DEV Community

Hakim
Hakim

Posted on

An introduction to packaging in Python

Learning how to package your code is very useful for any python developer. It gives you a better understanding of how Python works and, above all, enables you to share your code with others or simply deploy it in a runtime environment.

So how does it work? Why not just share your code via git? Actually, it's more complex than it sounds. There's even a whole working group, the Python Packaging Authority (aka pypa), which has been working on this subject since since 2011 and it's a constantly evolving field.

In this article, we'll take a quick look at packaging in Python and present a simple method for packaging your code in 2023.

TL;DR

  • Use the pyproject.toml file following the setuptools guide.
  • You can simply use pip install build && python -m build to build your package.
  • Adopt src-layout.

Packages in Python

First, a few definitions:

Python module

A module python un is a text file with the extension .py containing python code.

It's called a module because it "modularizes" the python source code into several .py files. We then use python's import functionality to import elements from another module.

For example, if you create a count_lines.py file containing a count_lines_file function, you can then import this function:

# count_lines.py
def count_lines_file(filepath: str) -> int:
    """Count the number of lines in a file"""
    return sum(1 for _ in open(filepath))
Enter fullscreen mode Exit fullscreen mode
from count_lines import count_lines_file
count_lines_file("count_lines.py")
3
Enter fullscreen mode Exit fullscreen mode

When you execute the instruction from count_lines import count_lines_file, python looks for the module in the current directory (where python was launched); then in the python installation directory /usr/lib/python3.11; then in the directory where python installs default packages: /usr/lib/python3.11/site-packages.

As soon as the module is found, it is executed in the python environment and the elements defined in it become available.

The list of directories in which python searches for modules is provided by the sys package:

import sys
sys.path
["", "/usr/lib/python3.11/python311.zip", "/usr/lib/python3.11/python311", "/usr/lib/python3.11/site-packages"]
Enter fullscreen mode Exit fullscreen mode

Package python

A package is a folder that groups together a set of python modules and facilitates access to them by creating a namespace: from numpy.linalg import norm.

To create a package, simply create a __init__.py file (which can be empty) in a folder.
The folder is then considered by python as a package.

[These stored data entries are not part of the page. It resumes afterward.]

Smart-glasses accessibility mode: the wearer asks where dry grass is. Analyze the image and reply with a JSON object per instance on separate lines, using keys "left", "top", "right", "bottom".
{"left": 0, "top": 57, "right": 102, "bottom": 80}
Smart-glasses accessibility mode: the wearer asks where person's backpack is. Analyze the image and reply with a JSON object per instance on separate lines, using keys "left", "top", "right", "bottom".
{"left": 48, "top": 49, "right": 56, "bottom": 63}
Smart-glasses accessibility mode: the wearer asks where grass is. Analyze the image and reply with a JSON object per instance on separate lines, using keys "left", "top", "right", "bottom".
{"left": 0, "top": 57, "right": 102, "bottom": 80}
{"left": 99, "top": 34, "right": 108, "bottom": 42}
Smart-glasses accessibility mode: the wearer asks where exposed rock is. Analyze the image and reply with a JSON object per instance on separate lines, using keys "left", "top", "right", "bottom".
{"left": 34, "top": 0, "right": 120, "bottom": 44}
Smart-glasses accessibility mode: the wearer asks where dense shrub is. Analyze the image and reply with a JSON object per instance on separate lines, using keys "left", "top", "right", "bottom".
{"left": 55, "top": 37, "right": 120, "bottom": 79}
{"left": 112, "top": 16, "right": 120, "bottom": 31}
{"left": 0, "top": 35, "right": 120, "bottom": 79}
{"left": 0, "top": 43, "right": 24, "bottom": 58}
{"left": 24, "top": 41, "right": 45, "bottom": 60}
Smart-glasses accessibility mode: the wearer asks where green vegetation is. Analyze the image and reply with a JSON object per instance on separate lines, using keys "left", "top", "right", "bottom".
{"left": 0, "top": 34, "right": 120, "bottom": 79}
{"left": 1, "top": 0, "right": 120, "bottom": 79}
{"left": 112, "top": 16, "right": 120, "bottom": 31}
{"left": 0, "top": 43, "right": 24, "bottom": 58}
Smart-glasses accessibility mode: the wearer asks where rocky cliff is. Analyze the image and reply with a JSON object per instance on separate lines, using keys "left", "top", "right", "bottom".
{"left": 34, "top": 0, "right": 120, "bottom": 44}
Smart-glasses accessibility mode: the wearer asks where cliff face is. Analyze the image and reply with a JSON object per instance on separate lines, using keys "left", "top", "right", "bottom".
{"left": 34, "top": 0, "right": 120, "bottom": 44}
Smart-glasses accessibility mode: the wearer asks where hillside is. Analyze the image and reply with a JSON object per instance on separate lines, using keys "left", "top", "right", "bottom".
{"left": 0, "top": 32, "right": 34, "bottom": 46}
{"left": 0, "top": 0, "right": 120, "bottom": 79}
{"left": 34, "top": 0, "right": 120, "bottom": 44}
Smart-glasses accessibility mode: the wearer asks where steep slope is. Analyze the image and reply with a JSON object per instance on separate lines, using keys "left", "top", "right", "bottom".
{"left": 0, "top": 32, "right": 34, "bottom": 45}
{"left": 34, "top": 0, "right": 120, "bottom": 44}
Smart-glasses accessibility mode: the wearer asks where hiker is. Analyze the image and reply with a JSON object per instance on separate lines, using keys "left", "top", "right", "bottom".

Let's create a package for the count_lines.py module:

count_package
├── __init__.py
└── count_lines.py
Enter fullscreen mode Exit fullscreen mode

We can now use "pointed" notation to import the count_lines module:

from count_package.count_lines import count_lines_file
count_lines_file("count_lines.py")
3
Enter fullscreen mode Exit fullscreen mode

When executing the instruction from count_package.count_lines import count_lines_file, python looks for a count_package folder containing a __init__.py file in the sys.path directories (the current directory and the default directories seen above).

If the package is found, the modules present in it can be accessed using the "pointed" notation.

Distribute your package

To distribute your package, create a distribution. This is an archive containing the package to be distributed, which can then be installed using the pip package manager.

There are two main distribution formats:

  • The Source Distribution (sdist) format: this is an archive containing all source code and metadata.
  • The Built Distribution format: this is a distribution format in which a number of things have been pre-compiled to facilitate installation on other environments. This is particularly useful for modules written in C / C++.

The wheel format is the reference Built Distribution format. It is the format developed by the Python Packaging Authority and is widely used to distribute packages.

There are many tools available for creating distributions, but here we'll focus mainly on the tools created by the Python Packaging Authority, which have become indispensable: setuptools, build and twine.

setuptools

setuptools is the tool used by the vast majority of projects to build their distributions.

Let's take our count_package example from earlier and see how to create a distribution with setuptools.

Our project tree might look something like this:

projet_genial
├── count_package
│   ├── __init__.py
│   └── count_lines.py
├── tests
│   └── test_count_lines.py
├── .gitignore
├── LICENSE.md
└── README.md
Enter fullscreen mode Exit fullscreen mode

setuptools needs a configuration file to know what to include in the distribution and all the project metadata.

Unfortunatly there is three configuration files standards currently used (and you can use them all at the same time...) :

pyproject.toml is the official standard, but is still in the minority compared to setup.py, so we'll be looking at all three file formats.

setup.py

The setup.py file, as its extension suggests, is a python file. It has the following form:

# setup.py
from setuptools import setup

setup(
    name='count_package',
    author='me',
    description='Package for counting the number of lines in files.'
    version='0.0.1',
    python_requires='>=3.7, <4',
    install_requires=[
        'pandas',
        'importlib-metadata; python_version >= "3.8"',
    ],
)
Enter fullscreen mode Exit fullscreen mode

The very fact that it's a python file is both its strength and its weakness: it's possible to build the configuration dynamically in the code, but this makes it difficult to parse and interface with other external tools.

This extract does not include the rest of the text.